29 high-ranking officials probed, sentenced from January to May, reflecting China’s ‘consistent efforts’ on anti-corruption
Published: Jun 03, 2024 07:43 PM
Handcuffs Photo: CFP

Photo: CFP

Chinese discipline inspection and supervision authorities have taken action against 29 high-ranking officials in the first five months of 2024, according to a Caixin report on Monday. Experts said that this reflects the country’s consistent determination to fight against corruption, as well as the comprehensive nature of anti-corruption efforts, which now covers a wider section of society. 

These problematic officials include Gou Zhongwen, a member of the Standing Committee of the National Committee of the Chinese People’s Political Consultative Conference (CPPCC), Zhou Zheng, a former deputy general manager of China’s leading food trader COFCO Corporation and He Zehua, former deputy chief of China’s State Tobacco Monopoly Administration.

Gou, also a deputy head of the Committee on Ethnic and Religious Affairs of the CPPCC National Committee, is under investigation for suspected severe violations of Party discipline and the law, the Communist Party of China Central Commission for Discipline Inspection and the National Commission of Supervision said in a statement released on May 30. 

Gou born in 1957, a native of Northwest China’s Gansu Province, started working in 1974 and joined the Party in 1976. He previously was a vice mayor of Beijing, and served as director of the General Administration of Sport of China from 2016 to 2022, according to media reports.

Zhou, the former deputy general manager of COFCO Corporation, has been arrested on suspicion of taking bribes, embezzlement, and abuse of power, the Supreme People’s Procuratorate (SPP) said on May 29. Zhou’s case was handed over to the procuratorial authority following the conclusion of a National Commission of Supervision investigation.

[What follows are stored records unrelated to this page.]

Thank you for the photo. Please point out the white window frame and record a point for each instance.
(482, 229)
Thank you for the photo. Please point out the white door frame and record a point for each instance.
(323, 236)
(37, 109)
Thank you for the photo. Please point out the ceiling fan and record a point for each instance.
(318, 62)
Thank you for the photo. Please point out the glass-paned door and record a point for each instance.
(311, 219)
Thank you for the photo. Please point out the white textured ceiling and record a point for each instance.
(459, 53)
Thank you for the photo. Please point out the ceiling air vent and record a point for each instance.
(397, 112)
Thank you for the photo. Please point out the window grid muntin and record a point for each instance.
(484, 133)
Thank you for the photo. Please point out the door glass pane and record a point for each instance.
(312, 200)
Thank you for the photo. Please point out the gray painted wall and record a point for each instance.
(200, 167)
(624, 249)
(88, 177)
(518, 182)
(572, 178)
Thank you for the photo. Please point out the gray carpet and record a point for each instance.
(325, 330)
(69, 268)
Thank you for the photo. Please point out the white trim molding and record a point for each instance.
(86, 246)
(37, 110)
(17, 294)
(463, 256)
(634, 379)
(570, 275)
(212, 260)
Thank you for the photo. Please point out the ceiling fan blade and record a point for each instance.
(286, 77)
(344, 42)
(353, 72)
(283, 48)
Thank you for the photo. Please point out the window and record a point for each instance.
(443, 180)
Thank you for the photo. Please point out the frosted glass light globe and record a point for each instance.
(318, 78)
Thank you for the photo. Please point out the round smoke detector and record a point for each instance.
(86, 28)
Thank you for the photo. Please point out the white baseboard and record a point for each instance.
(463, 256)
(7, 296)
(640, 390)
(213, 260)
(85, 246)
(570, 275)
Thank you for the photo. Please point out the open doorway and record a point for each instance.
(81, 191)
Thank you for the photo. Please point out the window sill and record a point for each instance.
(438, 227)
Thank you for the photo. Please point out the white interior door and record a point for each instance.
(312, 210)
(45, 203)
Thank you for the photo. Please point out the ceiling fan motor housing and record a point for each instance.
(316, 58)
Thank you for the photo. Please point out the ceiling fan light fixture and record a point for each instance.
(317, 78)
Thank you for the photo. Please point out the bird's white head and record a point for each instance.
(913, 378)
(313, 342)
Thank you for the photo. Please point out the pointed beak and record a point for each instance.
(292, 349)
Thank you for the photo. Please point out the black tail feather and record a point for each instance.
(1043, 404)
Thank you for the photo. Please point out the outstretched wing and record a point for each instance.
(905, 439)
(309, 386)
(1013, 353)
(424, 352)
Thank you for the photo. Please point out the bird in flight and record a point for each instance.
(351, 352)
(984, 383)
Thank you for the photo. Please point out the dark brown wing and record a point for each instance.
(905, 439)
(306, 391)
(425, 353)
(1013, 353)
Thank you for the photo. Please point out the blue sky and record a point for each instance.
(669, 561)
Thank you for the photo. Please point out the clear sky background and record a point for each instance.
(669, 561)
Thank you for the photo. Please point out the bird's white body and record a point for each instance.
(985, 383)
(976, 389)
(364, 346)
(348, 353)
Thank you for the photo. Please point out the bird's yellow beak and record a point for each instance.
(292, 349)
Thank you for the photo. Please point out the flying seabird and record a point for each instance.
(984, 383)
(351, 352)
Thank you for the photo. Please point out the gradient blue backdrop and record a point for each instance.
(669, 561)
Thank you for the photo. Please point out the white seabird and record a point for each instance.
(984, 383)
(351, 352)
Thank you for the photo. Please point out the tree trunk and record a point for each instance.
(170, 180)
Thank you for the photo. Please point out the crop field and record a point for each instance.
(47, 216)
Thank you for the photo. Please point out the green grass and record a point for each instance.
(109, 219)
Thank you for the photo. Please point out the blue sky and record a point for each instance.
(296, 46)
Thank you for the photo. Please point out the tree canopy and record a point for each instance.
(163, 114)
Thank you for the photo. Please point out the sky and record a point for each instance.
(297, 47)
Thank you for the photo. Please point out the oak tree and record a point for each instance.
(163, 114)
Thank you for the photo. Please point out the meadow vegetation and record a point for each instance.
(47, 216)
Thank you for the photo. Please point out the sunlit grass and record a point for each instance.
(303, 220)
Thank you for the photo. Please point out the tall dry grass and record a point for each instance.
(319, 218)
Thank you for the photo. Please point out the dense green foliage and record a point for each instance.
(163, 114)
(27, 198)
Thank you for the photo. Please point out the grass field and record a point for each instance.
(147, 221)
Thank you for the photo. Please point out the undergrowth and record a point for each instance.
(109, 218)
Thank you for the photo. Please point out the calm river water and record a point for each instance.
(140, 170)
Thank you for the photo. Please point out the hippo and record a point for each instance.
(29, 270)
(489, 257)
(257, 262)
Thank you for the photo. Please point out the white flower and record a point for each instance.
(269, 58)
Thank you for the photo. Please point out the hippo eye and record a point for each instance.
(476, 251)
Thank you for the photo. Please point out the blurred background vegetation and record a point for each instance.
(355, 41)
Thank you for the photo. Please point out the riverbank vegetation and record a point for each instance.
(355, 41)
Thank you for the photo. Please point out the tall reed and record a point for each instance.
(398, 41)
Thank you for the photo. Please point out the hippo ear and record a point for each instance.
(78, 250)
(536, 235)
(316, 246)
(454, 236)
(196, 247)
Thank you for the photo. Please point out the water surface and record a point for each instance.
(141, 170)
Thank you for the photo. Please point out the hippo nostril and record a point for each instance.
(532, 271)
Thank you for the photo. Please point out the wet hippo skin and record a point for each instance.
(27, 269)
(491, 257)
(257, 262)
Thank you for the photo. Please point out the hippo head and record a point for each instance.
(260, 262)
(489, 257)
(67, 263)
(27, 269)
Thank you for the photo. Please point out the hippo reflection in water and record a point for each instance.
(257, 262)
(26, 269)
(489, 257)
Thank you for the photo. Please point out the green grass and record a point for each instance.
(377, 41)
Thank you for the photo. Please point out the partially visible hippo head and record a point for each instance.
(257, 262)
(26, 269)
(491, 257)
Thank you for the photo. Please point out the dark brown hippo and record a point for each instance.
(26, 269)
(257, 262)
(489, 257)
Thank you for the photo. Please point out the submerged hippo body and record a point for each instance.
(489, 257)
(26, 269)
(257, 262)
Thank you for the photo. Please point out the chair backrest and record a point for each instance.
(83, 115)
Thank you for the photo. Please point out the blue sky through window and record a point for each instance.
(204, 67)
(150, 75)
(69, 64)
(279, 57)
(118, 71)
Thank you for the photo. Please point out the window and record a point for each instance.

Also, He, the former deputy chief of China’s State Tobacco Monopoly Administration, has been sentenced to death, with a two-year reprieve, for accepting large amount of bribes. The sentence was handed down by the Intermediate People’s Court of Dalian, Northeast China’s Liaoning Province.

The actions reflect the country’s “consistent efforts” to fight against corruption in recent years, going after corrupt officials including both high-ranking “tigers” to lower-level “flies,” Yang Xuedong, a professor from the department of political science at Tsinghua University told the Global Times, on Monday.

It may further reflect the expansion and comprehensiveness of the country’s anti-corruption efforts, extending to fields such as sports, finance, healthcare, and the tobacco industry, which are closely related to people’s daily lives, Yang said. 

Focus on these sectors demonstrates the country’s commitment to meeting the needs and addressing the concerns of the public, indicating that the anti-graft efforts are not confined to a particular area, according to Yang.

Meanwhile, relevant departments nationwide are actively conducting education on Party discipline, making Party members be alert, understand the bottom line and respect the rules, by using typical discipline violation cases as cautionary lessons.

For example in South China’s Hainan Province, a province-wide education meeting was held on May 27, in which the relevant departments selected 10 typical cases of violations of discipline and law to compile an education material. Additionally, the province established a database of education videos, with a total of 87 videos included, according to the China’s top anti-graft body.